On May 2, 2024 customers on the Prod1 cluster experienced elevated latency from workflows leading to delays in data appearing, updating and being routed in the platform

Root Cause

An internal change to reconfigure how we distributed automation traffic across Kustomer servers caused a service to become unresponsive due to excessive load, leading to a failure to automatically scale.
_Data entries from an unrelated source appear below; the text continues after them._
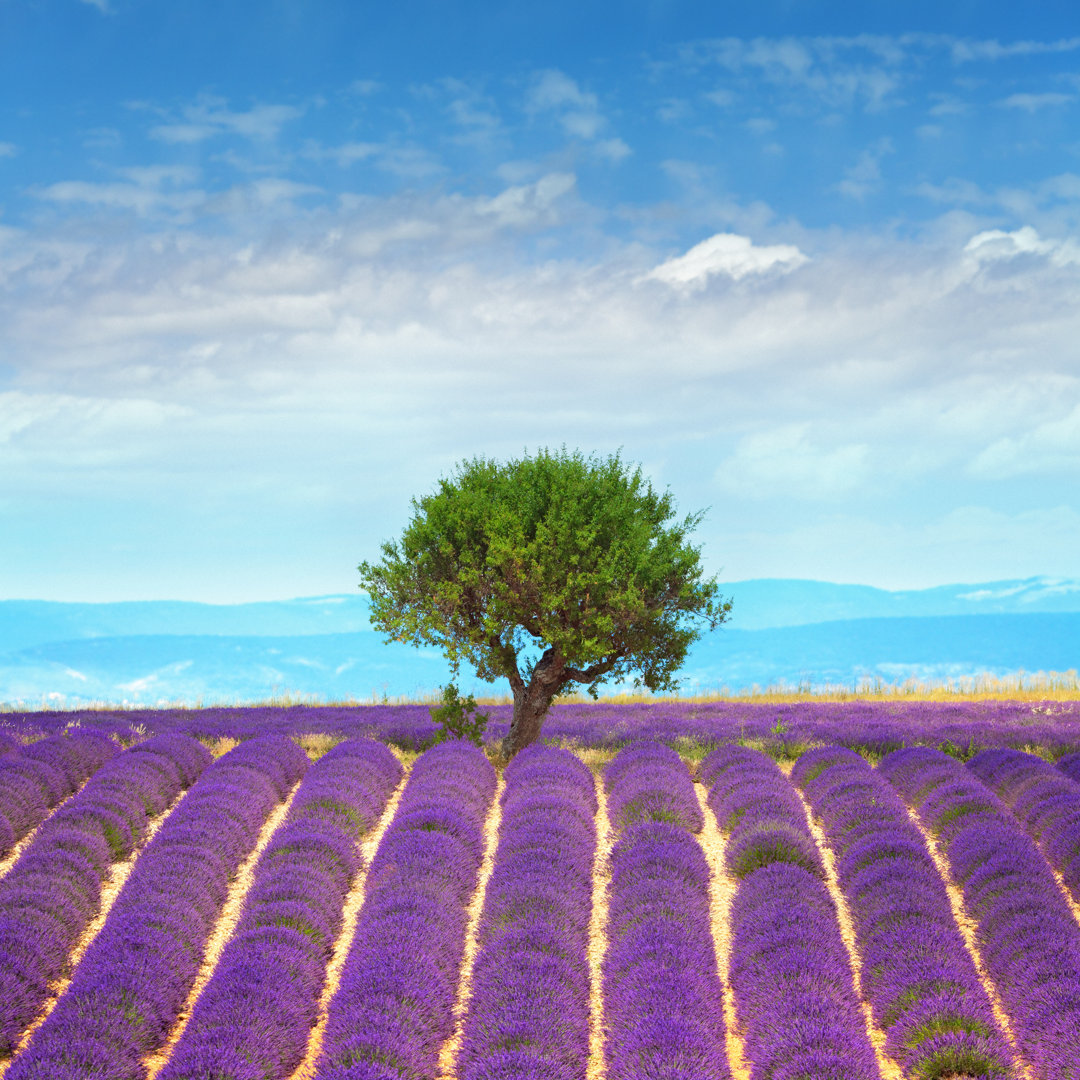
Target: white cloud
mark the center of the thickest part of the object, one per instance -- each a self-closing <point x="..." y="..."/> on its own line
<point x="527" y="203"/>
<point x="785" y="462"/>
<point x="211" y="117"/>
<point x="578" y="110"/>
<point x="1049" y="447"/>
<point x="1031" y="103"/>
<point x="996" y="244"/>
<point x="838" y="72"/>
<point x="142" y="194"/>
<point x="967" y="50"/>
<point x="864" y="176"/>
<point x="727" y="254"/>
Kustomer engineers were needed to manually scale that service and related services.

Timeline

2/24/24 2:29 PM EDT - Configuration change was introduced into the system shifting additional traffic onto a core service

2/24/24 2:37 PM EDT - Oncall engineer was alerted to increased latency on the core service

2/24/24 3:00 PM EDT - Root Cause was identified and engineers began manually scaling systems

2/24/24 3:15 PM EDT - Core service was healthy and began catching up against backlog of events

2/24/24 3:32 PM EDT - System fully caught up against backlog of workflow events. After ensuring stability, engineers began redriving a small # of workflow events that had failed due to latency
2/24/24 4:00 PM EDT - All events were redriven and system health was normal

‌

Lessons/Improvements

Release Process: We identified a potential improvement in how we review and release sensitive changes and will be introducing a new process to provide additional redundancy and oversight when making changes that will significantly increase traffic to a service
Scaling Adjustments: We identified some inefficiencies in how the related services here scale and have implemented improvements to prevent a recurrence of this pattern

Posted May 03, 2024 - 17:12 EDT

Resolved

Kustomer has resolved an event that was causing platform latency. This issue has been resolved and our team is redriving workflow events during the latency period.

After careful monitoring, our team has determined that our systems are now fully restored, but our engineering team is still redriving Workflow events. During this redriving period lingering issues may still be present. Please reach out to Kustomer support if you have additional questions or concerns.

Posted May 02, 2024 - 16:09 EDT

Update

Kustomer has implemented an update to address an event that caused Latency and Delays.

Our team is currently monitoring this update to ensure the issue is fully resolved. Please expect further updates within the next 30 minutes, and reach out to Kustomer support if you have additional questions or concerns.

Posted May 02, 2024 - 15:47 EDT

Update

We are continuing to monitor for any further issues.

Posted May 02, 2024 - 15:47 EDT

Monitoring

Posted May 02, 2024 - 15:44 EDT

Identified

Kustomer has identified an event that may cause Latency and Delays.

Our team is currently working to implement a resolution. Please expect further updates within the next 30 minutes, and reach out to Kustomer support if you have additional questions or concerns.

Posted May 02, 2024 - 15:35 EDT

Investigating

Kustomer is aware of an event that may cause latency issues within the platform.

Our team is currently working to identify the cause of this issue in an effort to implement a resolution. Please expect additional updates within the next 30 minutes, and reach out to Kustomer support at support@kustomer.com if you have additional questions or concerns.

Posted May 02, 2024 - 15:31 EDT

This incident affected: Prod1 (US) (Bulk Jobs, Workflow).